If you’re looking to start a business, but aren’t sure about taking on all of the initial costs, then a franchise might be the right path for you! Franchising works similar to owning, but all of the hard decisions are made already. The parent company will help with selecting a location, decorating the space, and getting the word out through proven marketing techniques. From there, it’s entirely your baby. To help it grow, though, you should know about franchise development and all the basics of this business model.

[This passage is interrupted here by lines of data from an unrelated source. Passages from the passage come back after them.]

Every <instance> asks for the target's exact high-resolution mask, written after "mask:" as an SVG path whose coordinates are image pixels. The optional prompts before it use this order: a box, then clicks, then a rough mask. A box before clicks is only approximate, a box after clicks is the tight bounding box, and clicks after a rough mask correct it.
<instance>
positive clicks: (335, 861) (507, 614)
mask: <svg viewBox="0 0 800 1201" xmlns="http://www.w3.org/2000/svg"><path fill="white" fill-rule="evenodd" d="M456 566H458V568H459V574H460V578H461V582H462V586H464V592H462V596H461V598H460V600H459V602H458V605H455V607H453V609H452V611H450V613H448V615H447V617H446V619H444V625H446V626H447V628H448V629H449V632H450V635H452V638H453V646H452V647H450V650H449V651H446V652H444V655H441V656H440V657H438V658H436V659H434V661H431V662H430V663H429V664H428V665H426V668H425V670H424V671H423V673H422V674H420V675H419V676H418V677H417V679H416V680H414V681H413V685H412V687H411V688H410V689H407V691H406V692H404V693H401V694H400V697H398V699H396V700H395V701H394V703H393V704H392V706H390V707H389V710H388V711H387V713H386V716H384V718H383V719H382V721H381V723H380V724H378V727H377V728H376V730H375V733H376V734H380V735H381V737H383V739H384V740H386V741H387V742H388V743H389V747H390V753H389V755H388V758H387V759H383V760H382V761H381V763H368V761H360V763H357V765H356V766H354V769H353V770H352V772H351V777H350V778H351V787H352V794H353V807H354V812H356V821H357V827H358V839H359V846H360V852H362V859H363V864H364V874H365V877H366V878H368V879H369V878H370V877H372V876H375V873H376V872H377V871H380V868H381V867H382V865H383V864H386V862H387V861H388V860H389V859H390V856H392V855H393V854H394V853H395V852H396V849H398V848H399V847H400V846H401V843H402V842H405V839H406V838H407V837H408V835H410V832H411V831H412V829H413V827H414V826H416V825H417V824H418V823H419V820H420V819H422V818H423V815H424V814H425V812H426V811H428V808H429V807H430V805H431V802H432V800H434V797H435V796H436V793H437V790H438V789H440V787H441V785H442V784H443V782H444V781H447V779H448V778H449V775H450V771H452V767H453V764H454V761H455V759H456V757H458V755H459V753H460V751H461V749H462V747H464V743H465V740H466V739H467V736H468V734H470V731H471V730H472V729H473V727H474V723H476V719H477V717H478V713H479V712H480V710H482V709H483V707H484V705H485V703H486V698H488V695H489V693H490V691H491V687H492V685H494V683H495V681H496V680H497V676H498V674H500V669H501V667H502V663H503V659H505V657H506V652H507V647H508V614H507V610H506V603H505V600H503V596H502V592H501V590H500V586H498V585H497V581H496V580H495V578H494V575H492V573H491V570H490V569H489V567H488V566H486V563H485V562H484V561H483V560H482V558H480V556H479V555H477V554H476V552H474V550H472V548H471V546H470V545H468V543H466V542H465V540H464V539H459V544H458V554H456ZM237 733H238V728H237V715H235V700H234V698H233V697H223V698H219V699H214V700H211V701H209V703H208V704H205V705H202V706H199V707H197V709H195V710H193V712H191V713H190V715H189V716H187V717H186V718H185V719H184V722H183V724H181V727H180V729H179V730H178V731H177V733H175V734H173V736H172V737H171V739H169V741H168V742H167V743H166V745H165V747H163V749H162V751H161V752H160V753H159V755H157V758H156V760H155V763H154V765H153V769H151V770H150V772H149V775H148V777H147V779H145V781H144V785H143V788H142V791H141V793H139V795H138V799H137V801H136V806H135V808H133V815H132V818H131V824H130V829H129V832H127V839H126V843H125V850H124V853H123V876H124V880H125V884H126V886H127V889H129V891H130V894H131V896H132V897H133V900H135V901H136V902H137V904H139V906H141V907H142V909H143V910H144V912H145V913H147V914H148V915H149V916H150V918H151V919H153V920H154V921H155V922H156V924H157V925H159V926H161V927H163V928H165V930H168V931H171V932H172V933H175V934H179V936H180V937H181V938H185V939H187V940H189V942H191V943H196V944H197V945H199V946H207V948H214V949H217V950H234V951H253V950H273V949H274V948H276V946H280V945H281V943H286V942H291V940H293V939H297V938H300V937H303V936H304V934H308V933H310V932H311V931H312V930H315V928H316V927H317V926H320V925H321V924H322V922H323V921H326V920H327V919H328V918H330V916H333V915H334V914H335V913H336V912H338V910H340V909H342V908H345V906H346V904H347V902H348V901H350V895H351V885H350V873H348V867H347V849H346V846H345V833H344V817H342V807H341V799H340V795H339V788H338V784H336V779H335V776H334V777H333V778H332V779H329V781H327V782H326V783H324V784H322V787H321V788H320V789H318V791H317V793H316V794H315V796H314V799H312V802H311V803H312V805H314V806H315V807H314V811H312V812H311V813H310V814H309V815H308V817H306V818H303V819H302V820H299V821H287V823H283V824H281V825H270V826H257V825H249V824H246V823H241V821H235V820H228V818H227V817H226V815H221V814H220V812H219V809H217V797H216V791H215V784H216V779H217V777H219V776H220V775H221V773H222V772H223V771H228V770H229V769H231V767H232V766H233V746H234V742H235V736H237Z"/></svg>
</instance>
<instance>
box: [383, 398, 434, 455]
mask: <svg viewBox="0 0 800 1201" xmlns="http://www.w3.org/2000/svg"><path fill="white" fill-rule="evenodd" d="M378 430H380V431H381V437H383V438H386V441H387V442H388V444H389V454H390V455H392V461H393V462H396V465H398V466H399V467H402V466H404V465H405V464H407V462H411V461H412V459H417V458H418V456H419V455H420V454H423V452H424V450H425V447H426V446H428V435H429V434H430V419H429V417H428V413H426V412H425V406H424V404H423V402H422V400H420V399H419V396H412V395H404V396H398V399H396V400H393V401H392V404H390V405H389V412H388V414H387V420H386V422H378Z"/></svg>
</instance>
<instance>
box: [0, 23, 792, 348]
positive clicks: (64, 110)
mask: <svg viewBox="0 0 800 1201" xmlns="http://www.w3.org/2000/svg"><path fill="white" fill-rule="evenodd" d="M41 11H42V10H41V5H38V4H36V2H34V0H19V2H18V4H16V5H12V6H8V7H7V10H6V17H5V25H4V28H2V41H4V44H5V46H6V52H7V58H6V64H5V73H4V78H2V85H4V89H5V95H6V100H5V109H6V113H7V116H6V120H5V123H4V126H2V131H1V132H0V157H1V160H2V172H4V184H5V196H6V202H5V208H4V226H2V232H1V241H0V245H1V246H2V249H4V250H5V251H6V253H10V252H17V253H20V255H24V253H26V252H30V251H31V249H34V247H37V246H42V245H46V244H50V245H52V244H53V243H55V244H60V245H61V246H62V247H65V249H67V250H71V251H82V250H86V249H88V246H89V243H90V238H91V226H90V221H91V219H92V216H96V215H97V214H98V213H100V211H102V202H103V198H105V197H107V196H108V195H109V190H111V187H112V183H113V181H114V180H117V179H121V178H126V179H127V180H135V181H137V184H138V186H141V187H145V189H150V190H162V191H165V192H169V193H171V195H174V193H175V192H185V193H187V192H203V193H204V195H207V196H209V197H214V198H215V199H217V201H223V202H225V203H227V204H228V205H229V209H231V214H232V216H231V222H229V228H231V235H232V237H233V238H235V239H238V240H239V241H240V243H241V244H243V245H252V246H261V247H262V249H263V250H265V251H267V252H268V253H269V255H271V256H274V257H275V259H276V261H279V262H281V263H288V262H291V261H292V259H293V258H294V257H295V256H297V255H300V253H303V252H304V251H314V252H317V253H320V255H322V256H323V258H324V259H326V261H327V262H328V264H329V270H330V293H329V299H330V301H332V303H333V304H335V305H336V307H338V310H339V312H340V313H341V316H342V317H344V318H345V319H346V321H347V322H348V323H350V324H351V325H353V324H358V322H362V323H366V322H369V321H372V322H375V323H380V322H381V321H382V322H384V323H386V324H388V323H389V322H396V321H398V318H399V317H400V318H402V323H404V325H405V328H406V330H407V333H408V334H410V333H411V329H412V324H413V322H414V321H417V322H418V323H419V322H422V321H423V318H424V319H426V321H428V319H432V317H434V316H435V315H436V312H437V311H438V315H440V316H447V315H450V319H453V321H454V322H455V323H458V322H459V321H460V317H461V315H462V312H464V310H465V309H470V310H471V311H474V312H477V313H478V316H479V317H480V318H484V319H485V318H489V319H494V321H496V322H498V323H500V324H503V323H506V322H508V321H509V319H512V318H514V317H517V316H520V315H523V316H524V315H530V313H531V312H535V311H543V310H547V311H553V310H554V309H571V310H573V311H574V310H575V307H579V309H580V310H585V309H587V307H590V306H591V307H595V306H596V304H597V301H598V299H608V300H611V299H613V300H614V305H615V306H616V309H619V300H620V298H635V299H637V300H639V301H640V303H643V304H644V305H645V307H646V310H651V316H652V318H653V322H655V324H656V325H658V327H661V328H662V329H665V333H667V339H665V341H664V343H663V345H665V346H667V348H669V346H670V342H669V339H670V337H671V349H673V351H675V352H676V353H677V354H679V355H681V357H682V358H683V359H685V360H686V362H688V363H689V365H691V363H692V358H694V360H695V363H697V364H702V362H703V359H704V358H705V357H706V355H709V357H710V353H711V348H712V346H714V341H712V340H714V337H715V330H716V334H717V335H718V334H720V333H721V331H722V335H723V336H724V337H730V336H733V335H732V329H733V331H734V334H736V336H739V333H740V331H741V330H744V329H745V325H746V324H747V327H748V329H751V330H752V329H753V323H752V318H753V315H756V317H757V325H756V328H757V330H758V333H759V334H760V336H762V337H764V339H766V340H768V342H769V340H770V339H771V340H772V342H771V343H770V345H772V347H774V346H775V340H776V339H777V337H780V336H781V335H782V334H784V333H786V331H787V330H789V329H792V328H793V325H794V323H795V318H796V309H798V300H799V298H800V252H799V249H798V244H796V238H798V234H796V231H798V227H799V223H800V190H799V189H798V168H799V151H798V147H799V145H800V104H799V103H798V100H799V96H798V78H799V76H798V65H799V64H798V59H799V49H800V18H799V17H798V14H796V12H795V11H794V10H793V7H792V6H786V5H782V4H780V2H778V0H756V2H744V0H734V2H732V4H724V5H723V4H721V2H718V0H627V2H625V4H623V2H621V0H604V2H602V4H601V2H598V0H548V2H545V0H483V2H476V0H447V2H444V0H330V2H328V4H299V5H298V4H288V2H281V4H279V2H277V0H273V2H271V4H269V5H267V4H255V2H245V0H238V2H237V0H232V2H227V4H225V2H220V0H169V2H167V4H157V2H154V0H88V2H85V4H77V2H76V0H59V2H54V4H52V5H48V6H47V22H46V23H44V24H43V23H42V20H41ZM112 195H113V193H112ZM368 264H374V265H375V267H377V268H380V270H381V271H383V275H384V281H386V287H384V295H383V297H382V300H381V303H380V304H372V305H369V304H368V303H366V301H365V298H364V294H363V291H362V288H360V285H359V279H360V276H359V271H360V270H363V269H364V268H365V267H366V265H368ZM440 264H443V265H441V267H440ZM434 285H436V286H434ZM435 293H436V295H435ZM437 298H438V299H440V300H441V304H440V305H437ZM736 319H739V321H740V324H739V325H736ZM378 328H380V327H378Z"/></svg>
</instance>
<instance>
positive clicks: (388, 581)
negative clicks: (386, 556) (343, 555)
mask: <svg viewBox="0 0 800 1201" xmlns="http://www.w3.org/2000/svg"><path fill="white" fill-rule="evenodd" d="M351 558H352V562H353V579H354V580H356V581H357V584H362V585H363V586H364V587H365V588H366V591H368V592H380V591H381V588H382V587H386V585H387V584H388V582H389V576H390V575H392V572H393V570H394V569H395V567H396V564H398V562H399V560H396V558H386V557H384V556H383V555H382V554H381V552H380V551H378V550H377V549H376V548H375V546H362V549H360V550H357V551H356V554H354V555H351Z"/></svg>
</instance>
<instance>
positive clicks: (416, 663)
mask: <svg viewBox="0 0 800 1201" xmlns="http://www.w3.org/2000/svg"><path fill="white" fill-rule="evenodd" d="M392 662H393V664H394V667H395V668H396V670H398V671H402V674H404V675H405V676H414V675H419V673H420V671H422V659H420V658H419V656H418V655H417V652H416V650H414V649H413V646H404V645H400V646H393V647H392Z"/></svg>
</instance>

This is the most popular type of franchising. It includes an entire business format when you buy in, so the start up and operation of the business is fairly simple. It comes with the brand name, specific store design, training manuals, brand standards, and more. Everything you need to run a successful branch of the company is provided. This works great for people who like coloring inside the lines, but if you’re someone who wants a little more freedom and creativity in your business, then this type of franchising might not be for you.
Franchisor and Franchisee
In this relationship, you’ll be the franchisee. The franchisor is the company you’re buying into to establish your business. The franchisor will help you with various needs and ensure you’re adhering to its brand standards and protecting its intellectual property. But nothing in life comes free. In most cases, you’ll be expected to pay a one-time franchise fee, and then continuing royalty fees as your business grows and is profitable. It’s kind of like paying the farmer for the eggs you gather because he owns the chickens. The initial fee can be tens of thousands of dollars, depending on what company you go with, so you’ll still want to have a sizable nest egg stashed away for your business.